The black holes we’ve observed in the universe typically fall into two categories: small star-sized black holes, and gargantuan black holes lurking at the centers of galaxies. Now, a new black-hole discovery sheds some light on the gray area between these extremes.
Stellar-mass black holes of up to 100 solar masses are scattered by the millions throughout galaxies. At the opposite end of the spectrum, most galaxies are thought to contain just one massive black hole: a black hole of millions to tens of billions of solar masses that lies in the galaxy’s core.

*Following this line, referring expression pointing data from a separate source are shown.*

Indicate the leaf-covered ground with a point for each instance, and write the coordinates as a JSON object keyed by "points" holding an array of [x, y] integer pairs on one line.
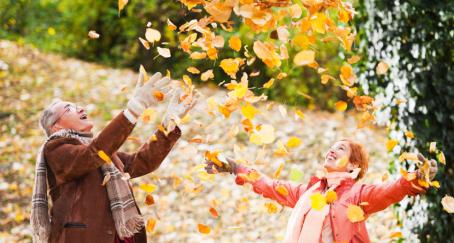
{"points": [[29, 80]]}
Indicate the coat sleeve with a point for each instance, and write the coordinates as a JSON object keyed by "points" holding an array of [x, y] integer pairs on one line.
{"points": [[69, 159], [270, 188], [150, 155], [379, 197]]}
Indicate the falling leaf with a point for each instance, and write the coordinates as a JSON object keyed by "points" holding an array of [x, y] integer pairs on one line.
{"points": [[151, 223], [152, 35], [293, 142], [268, 84], [382, 68], [148, 187], [305, 57], [441, 158], [390, 144], [433, 147], [341, 105], [266, 52], [277, 173], [145, 43], [171, 25], [318, 201], [409, 135], [121, 5], [395, 234], [207, 75], [204, 229], [249, 111], [104, 156], [149, 200], [355, 213], [214, 212], [264, 136], [159, 96], [231, 66], [271, 207], [408, 156], [193, 70], [296, 175], [106, 179], [354, 59], [331, 196], [164, 52], [448, 203], [282, 190], [93, 35], [235, 43]]}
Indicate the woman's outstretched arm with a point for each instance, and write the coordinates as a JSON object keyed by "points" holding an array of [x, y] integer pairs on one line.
{"points": [[283, 192]]}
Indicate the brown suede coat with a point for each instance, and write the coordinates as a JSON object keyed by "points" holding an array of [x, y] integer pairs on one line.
{"points": [[80, 209]]}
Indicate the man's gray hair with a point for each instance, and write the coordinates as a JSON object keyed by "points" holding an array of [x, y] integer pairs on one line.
{"points": [[48, 118]]}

Intriguingly, the mass of these central black holes seems to be inherently tied to that of their host. An empirical relationship known as the M-σ relation shows a correlation between a central black hole’s mass and the spread of star velocities in its host galaxy’s bulge, which acts as a proxy for the bulge mass. The M-σ relation and other, similar relationships show that black holes seem to grow in tandem with their host galaxies throughout the universe.
If the M-σ relation holds across a broad range of masses, then we would expect to find smaller massive black holes at the hearts of especially low-mass galaxies. So far, evidence for these low-mass central black holes has been scarce. But a new study led by Ingyin Zaw (New York University Abu Dhabi, UAE) has now delivered a low-mass massive black hole for us to contemplate.

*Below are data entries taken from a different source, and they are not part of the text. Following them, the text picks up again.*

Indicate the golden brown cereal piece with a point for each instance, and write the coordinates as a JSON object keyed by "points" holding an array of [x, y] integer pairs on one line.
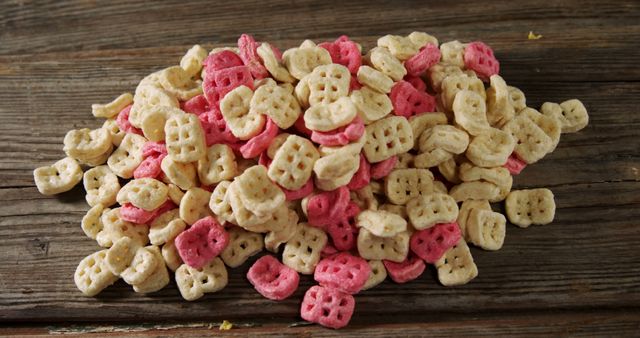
{"points": [[145, 193], [302, 251], [404, 184], [430, 209], [387, 137], [92, 274], [218, 164], [60, 177], [372, 247], [456, 266], [112, 108], [533, 206], [491, 148]]}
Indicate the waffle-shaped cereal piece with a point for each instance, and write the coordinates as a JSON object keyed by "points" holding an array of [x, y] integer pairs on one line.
{"points": [[144, 193], [429, 209], [60, 177], [101, 186], [381, 223], [92, 274], [533, 206], [456, 266], [302, 251], [486, 229], [194, 283], [372, 247], [387, 137], [404, 184]]}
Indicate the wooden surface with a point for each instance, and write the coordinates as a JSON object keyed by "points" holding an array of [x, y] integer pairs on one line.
{"points": [[579, 275]]}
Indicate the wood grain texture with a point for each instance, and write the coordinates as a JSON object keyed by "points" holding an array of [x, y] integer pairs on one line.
{"points": [[579, 275]]}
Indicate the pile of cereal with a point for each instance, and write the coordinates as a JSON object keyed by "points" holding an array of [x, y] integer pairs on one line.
{"points": [[344, 166]]}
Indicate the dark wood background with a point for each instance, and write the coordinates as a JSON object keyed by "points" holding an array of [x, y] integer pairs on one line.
{"points": [[579, 275]]}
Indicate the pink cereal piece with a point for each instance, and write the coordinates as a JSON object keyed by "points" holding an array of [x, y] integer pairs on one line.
{"points": [[328, 207], [273, 279], [292, 195], [408, 101], [431, 243], [405, 271], [428, 56], [514, 164], [479, 58], [327, 307], [249, 55], [362, 177], [341, 136], [220, 82], [344, 232], [202, 242], [416, 82], [384, 168], [123, 122], [343, 272], [260, 142]]}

Zaw and collaborators used the Very Long Baseline Array to obtain radio observations of the low-mass galaxy IC 750.
At the galaxy’s heart, the authors found emission from water masers, clumps of water molecules that emit light naturally in a process similar to laser emission. Light from the masers shows that they are orbiting in a disk around a compact central mass — a massive black hole — and Zaw and collaborators used their motion to measure the mass enclosed in their orbit, providing an upper limit on the black hole’s mass.

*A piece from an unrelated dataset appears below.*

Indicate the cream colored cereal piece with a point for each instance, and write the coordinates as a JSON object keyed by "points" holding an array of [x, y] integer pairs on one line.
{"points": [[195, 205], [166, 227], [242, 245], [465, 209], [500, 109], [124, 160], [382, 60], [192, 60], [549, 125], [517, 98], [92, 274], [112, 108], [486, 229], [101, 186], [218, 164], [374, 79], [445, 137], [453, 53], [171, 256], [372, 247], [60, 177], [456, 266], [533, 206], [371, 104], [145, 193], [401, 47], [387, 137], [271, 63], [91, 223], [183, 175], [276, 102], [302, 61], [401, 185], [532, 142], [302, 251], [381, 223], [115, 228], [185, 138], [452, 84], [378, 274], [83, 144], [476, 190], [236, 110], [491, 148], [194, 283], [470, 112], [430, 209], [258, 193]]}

The authors then reduced and analyzed publicly available multiwavelength data to understand the location of the black hole and measure the properties of its host galaxy.
The result? IC 750’s central massive black hole is a definite lightweight, with an upper limit of 140,000 solar masses — and it may actually be less than a third of that weight. Not only is this remarkably small for a central massive black hole, it’s also unusually light even relative to the mass of its host galaxy: IC 750’s black hole lies two orders of magnitude below where it should sit on the M-σ relation!
What’s going on with this unusual object? There are two possible explanations: either there’s more scatter at the low-mass end of the M-σ relation, or the scaling relationship is simply different for low-mass galaxies. The latter option is supported by some simulations that suggest that black holes don’t grow efficiently in low-mass galaxies.